Total sleep time (min) differences between ME/CFS and healthy controls. (A) Nineteen studies reported the differences in adults showing that adult ME/CFS patients have no differences in total time with only 0.52 minutes less total sleep time than controls, with a considerable heterogeneity between the studies. However, when subdivide the studies based on modalities used to measure sleep, ME/CFS showed a non-significant 8.41 min less total sleep time when using PSG but demonstrated 45.96 min more total sleep time when using Actigraphy. (B) Four studies reported the differences in adolescents showing that ME/CFS adolescent patients had 54.6 min longer total sleep time than, with a considerable heterogeneity between the studies.

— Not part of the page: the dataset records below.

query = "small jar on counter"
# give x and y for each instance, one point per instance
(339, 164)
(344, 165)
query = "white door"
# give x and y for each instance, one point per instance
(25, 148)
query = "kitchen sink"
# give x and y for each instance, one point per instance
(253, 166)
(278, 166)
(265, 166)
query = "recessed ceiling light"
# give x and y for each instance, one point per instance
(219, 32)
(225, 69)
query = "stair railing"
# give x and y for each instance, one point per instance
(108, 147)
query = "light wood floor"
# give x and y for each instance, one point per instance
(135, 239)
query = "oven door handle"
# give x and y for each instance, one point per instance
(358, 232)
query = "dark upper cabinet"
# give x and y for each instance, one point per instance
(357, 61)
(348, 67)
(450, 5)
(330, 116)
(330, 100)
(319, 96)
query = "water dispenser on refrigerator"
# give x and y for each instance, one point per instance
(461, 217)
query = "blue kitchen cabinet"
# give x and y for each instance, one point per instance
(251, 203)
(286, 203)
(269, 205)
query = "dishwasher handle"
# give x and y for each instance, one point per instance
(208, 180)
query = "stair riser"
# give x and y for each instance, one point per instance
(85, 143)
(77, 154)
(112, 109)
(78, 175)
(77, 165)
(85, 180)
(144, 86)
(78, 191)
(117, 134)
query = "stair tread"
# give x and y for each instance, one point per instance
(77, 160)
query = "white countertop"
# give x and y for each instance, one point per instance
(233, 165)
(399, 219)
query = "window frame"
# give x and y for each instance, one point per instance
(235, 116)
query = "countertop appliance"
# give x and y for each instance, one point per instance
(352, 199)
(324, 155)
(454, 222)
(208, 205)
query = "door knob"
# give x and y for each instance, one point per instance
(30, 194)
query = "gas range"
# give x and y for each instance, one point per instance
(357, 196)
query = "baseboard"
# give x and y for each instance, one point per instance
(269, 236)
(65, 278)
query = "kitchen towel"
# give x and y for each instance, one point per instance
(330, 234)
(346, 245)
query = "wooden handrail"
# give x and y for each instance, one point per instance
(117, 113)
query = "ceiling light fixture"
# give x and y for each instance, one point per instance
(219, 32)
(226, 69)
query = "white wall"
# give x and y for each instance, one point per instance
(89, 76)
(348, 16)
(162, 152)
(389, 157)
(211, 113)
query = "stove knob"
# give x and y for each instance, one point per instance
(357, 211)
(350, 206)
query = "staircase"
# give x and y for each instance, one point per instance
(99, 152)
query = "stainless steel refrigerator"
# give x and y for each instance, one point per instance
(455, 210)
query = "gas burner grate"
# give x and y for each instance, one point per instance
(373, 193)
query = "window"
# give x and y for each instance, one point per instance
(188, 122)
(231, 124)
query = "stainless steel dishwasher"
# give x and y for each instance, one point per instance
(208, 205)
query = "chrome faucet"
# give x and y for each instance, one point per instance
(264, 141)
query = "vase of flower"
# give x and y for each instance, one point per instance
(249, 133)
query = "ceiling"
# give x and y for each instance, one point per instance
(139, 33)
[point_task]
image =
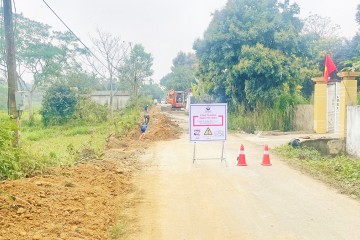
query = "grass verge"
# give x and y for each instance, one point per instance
(341, 172)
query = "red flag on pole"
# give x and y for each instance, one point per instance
(329, 67)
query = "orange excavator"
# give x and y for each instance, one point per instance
(177, 99)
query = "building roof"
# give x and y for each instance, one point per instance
(107, 93)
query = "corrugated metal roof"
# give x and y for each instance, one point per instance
(107, 93)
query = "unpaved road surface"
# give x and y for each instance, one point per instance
(211, 199)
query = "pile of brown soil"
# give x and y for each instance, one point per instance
(90, 200)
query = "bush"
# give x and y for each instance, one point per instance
(58, 106)
(89, 111)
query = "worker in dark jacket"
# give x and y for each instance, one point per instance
(143, 130)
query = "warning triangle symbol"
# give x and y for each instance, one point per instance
(208, 132)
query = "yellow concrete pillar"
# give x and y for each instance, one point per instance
(348, 97)
(320, 105)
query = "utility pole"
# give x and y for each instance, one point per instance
(11, 65)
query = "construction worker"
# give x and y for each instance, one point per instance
(146, 115)
(143, 130)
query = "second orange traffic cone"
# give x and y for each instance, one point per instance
(241, 157)
(266, 157)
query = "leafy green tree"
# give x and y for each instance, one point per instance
(45, 54)
(238, 55)
(58, 106)
(183, 72)
(152, 89)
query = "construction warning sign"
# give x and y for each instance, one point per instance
(208, 122)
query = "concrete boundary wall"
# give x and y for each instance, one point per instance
(304, 118)
(353, 130)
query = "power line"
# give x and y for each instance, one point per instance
(73, 33)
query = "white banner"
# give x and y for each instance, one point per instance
(208, 122)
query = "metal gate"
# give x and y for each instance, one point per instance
(333, 107)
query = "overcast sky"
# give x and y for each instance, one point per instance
(163, 27)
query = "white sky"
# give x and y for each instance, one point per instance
(163, 27)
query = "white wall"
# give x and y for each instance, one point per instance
(353, 130)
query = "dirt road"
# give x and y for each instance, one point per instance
(216, 200)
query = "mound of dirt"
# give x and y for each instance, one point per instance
(160, 128)
(79, 202)
(83, 201)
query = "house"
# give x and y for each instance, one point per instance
(120, 98)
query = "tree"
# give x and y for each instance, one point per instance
(58, 106)
(113, 51)
(47, 55)
(137, 69)
(320, 26)
(237, 37)
(153, 90)
(182, 74)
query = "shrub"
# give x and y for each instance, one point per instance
(58, 105)
(90, 112)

The size of the green squares represents the study weight into the observed meta-analysis results.

Fig. 4.

Sleep latency (min) differences between ME/CFS and healthy controls. (A) Seventeen studies reported the differences in adults with overall difference showing that ME/CFS patients took 7.19 min longer to fall to sleep than controls and with a considerable heterogeneity between the studies. (B) Three studies reported non-significant differences in adolescents with overall difference showing ME/CFS patients to have a trend of 27.61 minutes longer time to fall to sleep, with a considerable heterogeneity between the studies. The size of the green squares represents the study weight into the observed meta-analysis results.

Fig. 5.

Sleep efficiency (%) differences between ME/CFS and healthy controls. (A) Eighteen studies reported the differences in adults with overall difference showing that ME/CFS patients had 4.5% less sleep efficiency with a moderate heterogeneity between the studies. Studies that used PSG showed less the sleep efficiency in ME/CFS patients of 4.81%, while studies that used Actigraphy reported reduce sleep efficiency in ME/CFS patients of 3.24%. (B) Two studies reported non-significant differences in adolescents with overall difference showing ME/CFS patients had 4.5% less sleep efficiency when compared to controls, with a considerable heterogeneity between the studies. The size of the green squares represents the study weight into the observed meta-analysis results.

Fig. 6:

Once the blood brain barrier (BBB) allows the infiltration of peripheral pro-inflammatory cytokines to pass through to the brain actively or passively, some pro-inflammatory cytokines play dual-roles as sleep regulators leading to the sleep disturbances. These pro-inflammatory cytokines initiate a positive feedback mechanism that upregulates the activation of microglia resulting in increased pro-inflammatory cytokine production and increased BBB leakage. Furthermore, the unregulated cytokine release could increase the microglial activation and priming causing a chronic pro-inflammatory microenvironment including astrocytes, hypoxia, reactive oxygen species (ROS), elevated cytokine levels, and microglial activation. These chronic proinflammatory environments could cause the alteration of the chemoreceptors in the afferent vagus nerve that has synaptic connection to the nucleus of the solitary tract (NTS) of dorsal brainstem. This causes alteration of the sympathetic and parasympathetic nervous system which could lead to disruption of the sleep, along with other symptoms of ME/CFS.